Und dennoch dürfen wir nicht vergessen, dass die Prophetie des Ezechiel mit der Feststellung beginnt, dass die Hirten Israels Verfehlungen begangen haben. Daher tut es auch uns gut, die wir gerufen sind, Hirten in der Kirche zu sein, zuzulassen, dass das Antlitz Gottes, des Guten Hirten, uns erleuchtet, uns reinigt, uns verwandelt und uns vollkommen erneuert unserer Sendung zurückgibt. Damit wir auch in unserem Arbeitsumfeld ein starkes pastorales Bewusstsein spüren, pflegen und praktizieren können, vor allem den Menschen gegenüber, denen wir jeden Tag begegnen. Niemand möge sich vernachlässigt oder schlecht behandelt fühlen, sondern jeder soll vor allem hier die liebevolle Sorge des Guten Hirten erfahren können. Wir sind gerufen, Mitarbeiter Gottes zu sein, bei einem so grundlegenden und einzigartigen Werk wie diesem: mit unserem Leben die verwandelnde Macht der Gnade und die alles erneuernde Kraft des Heiligen Geistes zu bezeugen. Lassen wir es zu, dass der Herr uns von jeder Versuchung befreit, die uns vom Wesentlichen unserer Sendung entfernt, und entdecken wir neu, wie schön es ist, den Glauben an Jesus, den Herrn, zu bekennen. Die Treue zum Dienst ist tief verbunden mit der Barmherzigkeit, deren Erfahrung wir machen wollen. In der Heiligen Schrift sind Treue und Barmherzigkeit zudem ein untrennbares Wortpaar.
Wo die eine ist, ist auch die andere, und gerade in ihrer Gegenseitigkeit und Komplementarität kann man die Gegenwart des Guten Hirten sehen. Die Treue, die von uns gefordert wird, ist die Treue, so zu handeln, wie es dem Herzen Christi entspricht.
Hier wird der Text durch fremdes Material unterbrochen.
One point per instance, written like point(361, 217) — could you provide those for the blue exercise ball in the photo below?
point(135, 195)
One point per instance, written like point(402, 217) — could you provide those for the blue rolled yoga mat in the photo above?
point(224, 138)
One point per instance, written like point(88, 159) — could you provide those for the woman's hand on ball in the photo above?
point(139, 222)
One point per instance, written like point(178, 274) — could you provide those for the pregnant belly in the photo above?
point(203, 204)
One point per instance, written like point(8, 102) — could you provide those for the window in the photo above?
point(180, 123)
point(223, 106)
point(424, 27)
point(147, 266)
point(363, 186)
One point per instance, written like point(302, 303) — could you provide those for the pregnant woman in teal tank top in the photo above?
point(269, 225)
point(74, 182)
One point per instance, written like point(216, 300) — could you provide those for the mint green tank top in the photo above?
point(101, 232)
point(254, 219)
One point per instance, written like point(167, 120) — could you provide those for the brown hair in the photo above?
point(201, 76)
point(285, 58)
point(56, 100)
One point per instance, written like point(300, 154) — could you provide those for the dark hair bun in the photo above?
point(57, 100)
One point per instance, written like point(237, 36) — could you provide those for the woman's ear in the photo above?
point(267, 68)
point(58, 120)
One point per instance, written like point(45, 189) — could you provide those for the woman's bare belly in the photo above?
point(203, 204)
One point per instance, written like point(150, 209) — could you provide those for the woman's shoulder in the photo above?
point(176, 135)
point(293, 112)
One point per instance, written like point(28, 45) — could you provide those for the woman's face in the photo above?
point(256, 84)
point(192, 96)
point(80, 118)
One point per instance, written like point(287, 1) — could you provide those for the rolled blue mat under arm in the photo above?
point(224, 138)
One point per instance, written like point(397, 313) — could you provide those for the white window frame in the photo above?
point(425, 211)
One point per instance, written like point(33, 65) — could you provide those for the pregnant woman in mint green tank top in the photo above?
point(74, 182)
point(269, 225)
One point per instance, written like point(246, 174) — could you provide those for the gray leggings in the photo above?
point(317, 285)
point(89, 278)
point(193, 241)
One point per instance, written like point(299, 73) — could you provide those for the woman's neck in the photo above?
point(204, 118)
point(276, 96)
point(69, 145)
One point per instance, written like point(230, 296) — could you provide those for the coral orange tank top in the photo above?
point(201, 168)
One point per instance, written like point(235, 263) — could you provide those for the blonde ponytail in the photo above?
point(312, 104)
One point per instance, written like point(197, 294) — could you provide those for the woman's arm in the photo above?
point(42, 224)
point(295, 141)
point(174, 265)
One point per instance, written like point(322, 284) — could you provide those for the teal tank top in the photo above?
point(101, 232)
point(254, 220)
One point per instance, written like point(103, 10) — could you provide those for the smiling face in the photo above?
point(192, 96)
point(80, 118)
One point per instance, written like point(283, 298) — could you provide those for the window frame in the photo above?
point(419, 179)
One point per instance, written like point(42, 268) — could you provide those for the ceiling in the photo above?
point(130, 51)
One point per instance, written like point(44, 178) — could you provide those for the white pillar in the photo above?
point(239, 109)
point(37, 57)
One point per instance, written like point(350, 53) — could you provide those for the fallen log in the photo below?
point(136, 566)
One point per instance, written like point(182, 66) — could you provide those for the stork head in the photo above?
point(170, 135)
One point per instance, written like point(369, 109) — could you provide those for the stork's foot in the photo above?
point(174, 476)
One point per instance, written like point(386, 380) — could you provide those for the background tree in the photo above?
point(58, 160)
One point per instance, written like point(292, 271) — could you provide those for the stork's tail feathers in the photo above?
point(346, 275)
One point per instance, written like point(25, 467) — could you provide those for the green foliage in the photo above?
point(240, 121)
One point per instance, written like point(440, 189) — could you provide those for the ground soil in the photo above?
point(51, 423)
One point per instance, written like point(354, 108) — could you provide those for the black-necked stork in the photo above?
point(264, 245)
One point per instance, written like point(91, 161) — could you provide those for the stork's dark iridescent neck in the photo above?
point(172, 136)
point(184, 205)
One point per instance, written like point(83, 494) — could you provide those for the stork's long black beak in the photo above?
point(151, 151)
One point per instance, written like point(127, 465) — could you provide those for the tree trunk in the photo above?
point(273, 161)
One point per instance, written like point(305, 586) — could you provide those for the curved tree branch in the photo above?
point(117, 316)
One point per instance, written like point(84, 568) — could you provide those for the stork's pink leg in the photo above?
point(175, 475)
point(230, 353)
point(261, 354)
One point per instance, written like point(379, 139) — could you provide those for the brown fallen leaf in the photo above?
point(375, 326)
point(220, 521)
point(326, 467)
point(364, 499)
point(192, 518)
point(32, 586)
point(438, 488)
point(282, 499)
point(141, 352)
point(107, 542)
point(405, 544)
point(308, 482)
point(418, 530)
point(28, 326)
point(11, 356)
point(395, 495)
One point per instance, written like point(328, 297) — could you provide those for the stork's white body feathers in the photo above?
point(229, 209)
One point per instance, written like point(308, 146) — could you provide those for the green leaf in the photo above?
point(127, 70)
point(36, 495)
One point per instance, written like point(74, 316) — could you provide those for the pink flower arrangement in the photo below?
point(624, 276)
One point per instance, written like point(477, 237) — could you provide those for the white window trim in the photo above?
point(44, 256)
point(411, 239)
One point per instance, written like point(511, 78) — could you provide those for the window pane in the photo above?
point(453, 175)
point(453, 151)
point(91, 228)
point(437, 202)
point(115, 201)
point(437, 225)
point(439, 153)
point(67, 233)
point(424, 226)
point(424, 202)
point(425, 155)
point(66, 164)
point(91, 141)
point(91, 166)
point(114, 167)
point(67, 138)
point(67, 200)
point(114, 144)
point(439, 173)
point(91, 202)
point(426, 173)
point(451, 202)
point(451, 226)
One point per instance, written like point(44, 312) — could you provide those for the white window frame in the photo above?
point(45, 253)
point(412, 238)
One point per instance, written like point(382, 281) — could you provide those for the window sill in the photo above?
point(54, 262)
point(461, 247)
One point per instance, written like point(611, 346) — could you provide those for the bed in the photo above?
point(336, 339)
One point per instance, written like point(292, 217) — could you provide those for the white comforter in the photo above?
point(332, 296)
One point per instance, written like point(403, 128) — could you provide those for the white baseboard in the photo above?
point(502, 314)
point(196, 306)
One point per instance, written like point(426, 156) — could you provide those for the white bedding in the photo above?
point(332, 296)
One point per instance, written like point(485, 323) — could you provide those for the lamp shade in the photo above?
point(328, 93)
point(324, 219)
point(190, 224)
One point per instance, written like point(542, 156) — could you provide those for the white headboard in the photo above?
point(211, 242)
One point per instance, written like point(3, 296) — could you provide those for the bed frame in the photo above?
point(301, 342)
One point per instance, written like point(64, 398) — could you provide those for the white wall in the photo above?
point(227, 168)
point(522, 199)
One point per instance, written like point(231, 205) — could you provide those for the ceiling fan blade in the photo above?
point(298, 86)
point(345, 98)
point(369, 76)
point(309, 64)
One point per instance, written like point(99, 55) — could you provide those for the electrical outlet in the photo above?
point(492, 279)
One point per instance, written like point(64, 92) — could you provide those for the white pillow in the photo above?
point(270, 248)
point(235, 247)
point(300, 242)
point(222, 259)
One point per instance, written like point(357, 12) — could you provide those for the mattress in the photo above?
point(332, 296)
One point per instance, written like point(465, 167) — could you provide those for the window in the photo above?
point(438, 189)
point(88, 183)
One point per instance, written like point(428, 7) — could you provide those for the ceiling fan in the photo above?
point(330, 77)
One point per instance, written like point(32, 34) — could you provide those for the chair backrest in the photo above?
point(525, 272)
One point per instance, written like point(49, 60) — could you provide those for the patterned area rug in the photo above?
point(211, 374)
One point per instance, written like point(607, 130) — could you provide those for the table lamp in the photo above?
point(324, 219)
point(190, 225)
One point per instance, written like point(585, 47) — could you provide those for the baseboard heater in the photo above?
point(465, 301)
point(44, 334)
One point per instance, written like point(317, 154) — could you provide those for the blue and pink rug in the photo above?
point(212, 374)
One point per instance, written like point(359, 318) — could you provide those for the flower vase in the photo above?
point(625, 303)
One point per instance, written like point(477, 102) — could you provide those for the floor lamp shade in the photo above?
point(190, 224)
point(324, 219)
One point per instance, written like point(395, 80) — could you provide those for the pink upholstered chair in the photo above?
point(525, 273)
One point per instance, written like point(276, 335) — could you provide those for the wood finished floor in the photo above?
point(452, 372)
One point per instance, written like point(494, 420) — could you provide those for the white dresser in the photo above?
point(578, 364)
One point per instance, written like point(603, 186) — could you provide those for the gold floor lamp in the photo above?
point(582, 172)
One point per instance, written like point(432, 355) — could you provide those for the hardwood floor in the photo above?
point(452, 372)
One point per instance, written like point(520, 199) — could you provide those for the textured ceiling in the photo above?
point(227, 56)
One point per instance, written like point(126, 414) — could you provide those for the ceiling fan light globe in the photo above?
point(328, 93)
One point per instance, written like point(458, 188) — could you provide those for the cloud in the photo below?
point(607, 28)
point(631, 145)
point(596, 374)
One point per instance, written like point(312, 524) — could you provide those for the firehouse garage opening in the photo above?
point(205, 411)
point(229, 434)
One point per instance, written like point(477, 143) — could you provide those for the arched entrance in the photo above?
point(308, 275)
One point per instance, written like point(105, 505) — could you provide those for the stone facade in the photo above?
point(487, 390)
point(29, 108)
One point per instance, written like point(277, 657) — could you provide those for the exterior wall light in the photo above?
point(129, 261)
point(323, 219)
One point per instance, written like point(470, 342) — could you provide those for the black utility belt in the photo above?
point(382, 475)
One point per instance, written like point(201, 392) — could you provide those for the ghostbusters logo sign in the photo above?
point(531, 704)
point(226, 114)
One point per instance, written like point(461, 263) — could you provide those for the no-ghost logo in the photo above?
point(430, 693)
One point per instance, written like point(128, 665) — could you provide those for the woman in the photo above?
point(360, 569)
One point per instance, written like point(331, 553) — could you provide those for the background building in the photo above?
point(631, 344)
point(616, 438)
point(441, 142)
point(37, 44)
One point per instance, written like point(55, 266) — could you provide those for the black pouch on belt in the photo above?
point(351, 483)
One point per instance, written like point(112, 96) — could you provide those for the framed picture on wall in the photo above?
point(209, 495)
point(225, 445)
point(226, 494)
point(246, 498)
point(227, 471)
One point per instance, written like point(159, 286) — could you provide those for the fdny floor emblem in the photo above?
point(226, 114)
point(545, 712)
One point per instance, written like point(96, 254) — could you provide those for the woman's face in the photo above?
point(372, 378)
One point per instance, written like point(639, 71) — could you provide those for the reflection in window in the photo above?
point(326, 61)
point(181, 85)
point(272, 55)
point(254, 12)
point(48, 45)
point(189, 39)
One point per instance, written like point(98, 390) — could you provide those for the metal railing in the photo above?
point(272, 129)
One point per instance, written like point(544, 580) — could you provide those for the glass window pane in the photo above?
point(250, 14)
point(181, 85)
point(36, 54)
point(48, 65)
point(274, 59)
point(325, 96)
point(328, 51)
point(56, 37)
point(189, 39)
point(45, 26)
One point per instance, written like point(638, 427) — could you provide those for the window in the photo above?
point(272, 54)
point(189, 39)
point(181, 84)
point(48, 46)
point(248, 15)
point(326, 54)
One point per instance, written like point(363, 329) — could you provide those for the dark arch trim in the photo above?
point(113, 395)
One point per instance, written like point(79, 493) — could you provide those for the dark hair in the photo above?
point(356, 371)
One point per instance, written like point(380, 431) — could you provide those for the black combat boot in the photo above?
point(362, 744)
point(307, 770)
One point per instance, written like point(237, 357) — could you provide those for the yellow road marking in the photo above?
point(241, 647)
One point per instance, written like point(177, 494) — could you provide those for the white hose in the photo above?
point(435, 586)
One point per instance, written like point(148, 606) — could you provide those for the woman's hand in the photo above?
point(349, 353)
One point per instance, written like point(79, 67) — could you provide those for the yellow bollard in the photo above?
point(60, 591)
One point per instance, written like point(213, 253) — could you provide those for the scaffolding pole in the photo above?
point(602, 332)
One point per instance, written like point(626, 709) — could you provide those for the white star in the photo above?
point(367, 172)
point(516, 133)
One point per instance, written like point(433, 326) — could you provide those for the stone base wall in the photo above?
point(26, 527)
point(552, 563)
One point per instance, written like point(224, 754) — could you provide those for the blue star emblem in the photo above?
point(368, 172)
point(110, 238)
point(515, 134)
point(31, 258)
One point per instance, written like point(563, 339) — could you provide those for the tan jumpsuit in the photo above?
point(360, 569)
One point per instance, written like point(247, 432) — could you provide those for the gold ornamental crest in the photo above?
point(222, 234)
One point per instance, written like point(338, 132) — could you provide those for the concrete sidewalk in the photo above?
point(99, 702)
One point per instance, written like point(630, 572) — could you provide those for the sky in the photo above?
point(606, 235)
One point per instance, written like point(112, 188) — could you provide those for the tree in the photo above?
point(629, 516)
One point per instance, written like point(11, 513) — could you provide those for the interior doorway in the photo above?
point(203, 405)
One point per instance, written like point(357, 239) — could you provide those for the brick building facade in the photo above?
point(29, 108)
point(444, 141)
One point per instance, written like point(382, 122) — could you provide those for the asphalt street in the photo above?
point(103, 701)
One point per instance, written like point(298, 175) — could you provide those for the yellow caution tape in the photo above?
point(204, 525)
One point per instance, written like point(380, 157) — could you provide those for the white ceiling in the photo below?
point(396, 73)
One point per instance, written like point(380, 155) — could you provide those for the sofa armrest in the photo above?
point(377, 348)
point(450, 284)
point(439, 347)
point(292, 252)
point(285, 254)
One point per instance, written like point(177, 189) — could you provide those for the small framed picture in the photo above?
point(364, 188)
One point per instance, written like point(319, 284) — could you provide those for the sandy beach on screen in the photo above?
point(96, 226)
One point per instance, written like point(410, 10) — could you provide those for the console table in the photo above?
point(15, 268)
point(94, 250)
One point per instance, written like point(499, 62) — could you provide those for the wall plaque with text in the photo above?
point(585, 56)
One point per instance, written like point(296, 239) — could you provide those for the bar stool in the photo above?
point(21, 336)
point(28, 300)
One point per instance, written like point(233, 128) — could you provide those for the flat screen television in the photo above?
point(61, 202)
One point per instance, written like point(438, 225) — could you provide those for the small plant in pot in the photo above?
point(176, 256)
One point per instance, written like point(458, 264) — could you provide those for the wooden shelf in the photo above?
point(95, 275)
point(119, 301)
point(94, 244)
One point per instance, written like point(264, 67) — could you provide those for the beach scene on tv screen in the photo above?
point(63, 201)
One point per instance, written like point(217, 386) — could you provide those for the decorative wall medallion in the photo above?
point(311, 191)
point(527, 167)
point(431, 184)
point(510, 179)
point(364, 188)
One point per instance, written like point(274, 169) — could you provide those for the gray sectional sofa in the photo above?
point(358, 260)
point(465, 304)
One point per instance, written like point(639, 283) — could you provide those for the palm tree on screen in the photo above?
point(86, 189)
Wie wir in den Worten des Apostels Petrus gehört haben, müssen wir die Herde mit »Großherzigkeit« weiden und ein »Vorbild « für alle werden: »Wenn dann der oberste Hirt erscheint«, werden auch wir »den nie verwelkenden Kranz der Herrlichkeit empfangen« können (1 Petr 5,4).